Osuka Akinori, Kusuki Hirofumi, Matsuura Hiroshi, Shimizu Kentaro, Ogura Hiroshi, Ueyama Masashi
Department of Trauma, Critical Care Medicine and Burn Center, Japan Community Healthcare Organization Chukyo Hospital, Nagoya, Japan; Department of Traumatology and Acute Critical Medicine, Osaka University Graduate School of Medicine, Suita, Japan.
Department of Clinical Laboratory, Japan Community Healthcare Organization Chukyo Hospital, Nagoya, Japan.
Burns. 2017 Jun;43(4):824-829. doi: 10.1016/j.burns.2016.10.015. Epub 2016 Dec 28.
Severely burned patients occasionally suffer intestinal ischemia leading to a fatal outcome, and the gut is considered a "motor" driving the development of multiple organ failure. However, in clinical settings, it has been difficult to assess acute intestinal damage following burn and its consequence to patient outcome. Intestinal fatty acid binding protein (I-FABP) is a known biomarker for diagnosing intestinal ischemia/damage. This study aimed to assess the extent of intestinal damage using serial I-FABP measurements following severe burn and to clarify the association between intestinal damage and the development of organ dysfunctions.
Patients aged >15years old who suffered burn over 20% total body surface area (TBSA) were enrolled in this prospective cohort study. Patients with cardiac arrest on admission or who were transferred >24h after injury were excluded. Patients with chemical burn were also excluded. Burn size and Acute Physiology and Chronic Health Evaluation II (APACHE II) score were recorded at the time of patient enrollment. I-FABP was measured on admission and at 1, 4, 7, 14, and 30days following injury. Other biomarkers such as lactate, lactate dehydrogenase (LDH), creatine kinase (CK), aspartate aminotransferase (AST), alanine aminotransferase, amylase, and creatinine (Cre) were also measured at the same time points as I-FABP. We also evaluated the serial change in Sequential Organ Failure Assessment (SOFA) score.
The study included 32 patients.
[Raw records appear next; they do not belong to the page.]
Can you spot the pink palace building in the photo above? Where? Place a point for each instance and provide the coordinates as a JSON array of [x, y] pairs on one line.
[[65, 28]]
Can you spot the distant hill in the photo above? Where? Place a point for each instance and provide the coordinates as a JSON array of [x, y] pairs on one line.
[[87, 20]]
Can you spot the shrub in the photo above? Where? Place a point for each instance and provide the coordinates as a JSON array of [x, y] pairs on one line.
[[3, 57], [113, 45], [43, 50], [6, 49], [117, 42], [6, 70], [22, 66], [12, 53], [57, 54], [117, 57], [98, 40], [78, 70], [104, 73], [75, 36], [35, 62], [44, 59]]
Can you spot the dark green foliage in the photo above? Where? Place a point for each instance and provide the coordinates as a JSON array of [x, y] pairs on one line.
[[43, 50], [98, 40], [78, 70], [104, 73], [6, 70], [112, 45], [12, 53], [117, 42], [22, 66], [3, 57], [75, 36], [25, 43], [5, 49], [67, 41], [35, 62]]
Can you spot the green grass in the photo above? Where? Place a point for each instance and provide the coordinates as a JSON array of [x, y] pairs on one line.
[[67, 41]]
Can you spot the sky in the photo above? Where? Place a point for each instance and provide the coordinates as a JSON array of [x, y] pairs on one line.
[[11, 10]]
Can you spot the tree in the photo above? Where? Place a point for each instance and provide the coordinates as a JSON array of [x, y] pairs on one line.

Serum I-FABP level on the day of admission was significantly increased in the patients compared with healthy controls. Increased I-FABP levels were normalized at 4days after injury. The serum level of I-FABP on the day of admission correlated with %TBSA (III) and APACHE II score. A high I-FABP level on admission was associated with the subsequent development of multiple organ dysfunction. The increase in I-FABP level also correlated with increases of AST, LDH, and CK levels.
Serum level of I-FABP on admission day does not correlate with burn size, but with the deep burn area. The gut might be a crucial target organ following severe burn, and gut damage could have an important role in the development of multiple organ dysfunction.
严重烧伤患者偶尔会发生肠道缺血,导致致命后果,肠道被认为是驱动多器官功能衰竭发展的“发动机”。然而,在临床环境中,评估烧伤后急性肠道损伤及其对患者预后的影响一直很困难。肠道脂肪酸结合蛋白(I-FABP)是诊断肠道缺血/损伤的一种已知生物标志物。本研究旨在通过严重烧伤后连续测量I-FABP来评估肠道损伤程度,并阐明肠道损伤与器官功能障碍发展之间的关联。
纳入年龄大于15岁、烧伤总面积超过20%(TBSA)的患者进行这项前瞻性队列研究。排除入院时心脏骤停或受伤后超过24小时才转诊的患者。化学烧伤患者也被排除。在患者入组时记录烧伤面积和急性生理与慢性健康状况评分II(APACHE II)。在入院时以及受伤后1、4、7、14和30天测量I-FABP。其他生物标志物,如乳酸、乳酸脱氢酶(LDH)、肌酸激酶(CK)、天冬氨酸转氨酶(AST)、丙氨酸转氨酶、淀粉酶和肌酐(Cre)也在与I-FABP相同的时间点进行测量。我们还评估了序贯器官衰竭评估(SOFA)评分的连续变化。
该研究纳入了32例患者。与健康对照组相比,患者入院当天血清I-FABP水平显著升高。受伤后4天I-FABP升高水平恢复正常。入院当天I-FABP血清水平与TBSA(III)和APACHE II评分相关。入院时I-FABP水平高与随后多器官功能障碍的发生有关。I-FABP水平的升高也与AST、LDH和CK水平的升高相关。
入院当天血清I-FABP水平与烧伤面积无关,而与深度烧伤面积有关。肠道可能是严重烧伤后的关键靶器官,肠道损伤可能在多器官功能障碍的发展中起重要作用。